Sueno arrogante y seguro, porque lo estoy.
Paula me mira, abre la boca y, al cabo de un par de segundos, la cierra sin saber qué decir.
—Pedro —murmura finalmente sobrepasada.
—Sé que no me he ganado que vuelvas a confiar en mí —la interrumpo dando un paso hacia ella—, pero necesito que me dejes hacer esto por ti, por los dos —sentencio llevando mi vista a su espalda, donde está Maxi.
El crío, también en pijama, me mira y sonríe de oreja a oreja.
Creo que es el único que sabe por qué estoy aquí.

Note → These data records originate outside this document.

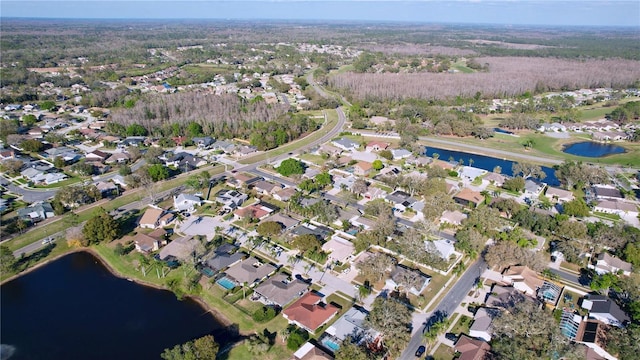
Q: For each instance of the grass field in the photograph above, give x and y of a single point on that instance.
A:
(332, 120)
(51, 228)
(546, 147)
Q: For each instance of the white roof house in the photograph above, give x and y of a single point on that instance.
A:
(186, 202)
(340, 249)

Paula se vuelve y lo mira y, a continuación, me presta de nuevo toda su atención. Yo atrapo su mirada y le tiendo una mano. Quiero que ella dé ese último paso, que de alguna manera vuelva a saltar al vacío.
Hincha su pecho, armándose también de valor, y se muerde el labio inferior.
—Está bien —responde estrechando mi mano.
Yo sonrío y tiro de ella. Empezamos a caminar pero, cuando sólo llevamos unos pasos, se detiene en seco.
—Voy en pijama —dice con una sonrisa, remarcando lo obvio.
Se suelta y vuelve dentro, y todo mi cuerpo protesta. La espero junto al marco de la puerta y en cuestión de minutos regresa vestida con unos leggins y un jersey.
—No sé adónde vamos —se disculpa por si no ha acertado con el vestuario.
—Estás perfecta —la interrumpo.
Y es la jodida verdad.
La cojo de nuevo de la mano y otra vez tiro de ella. Paula se despide de Maxi y de Amelia. Yo le guiño un ojo al crío como despedida y él vuelve a sonreír. Esa sonrisa me hace feliz.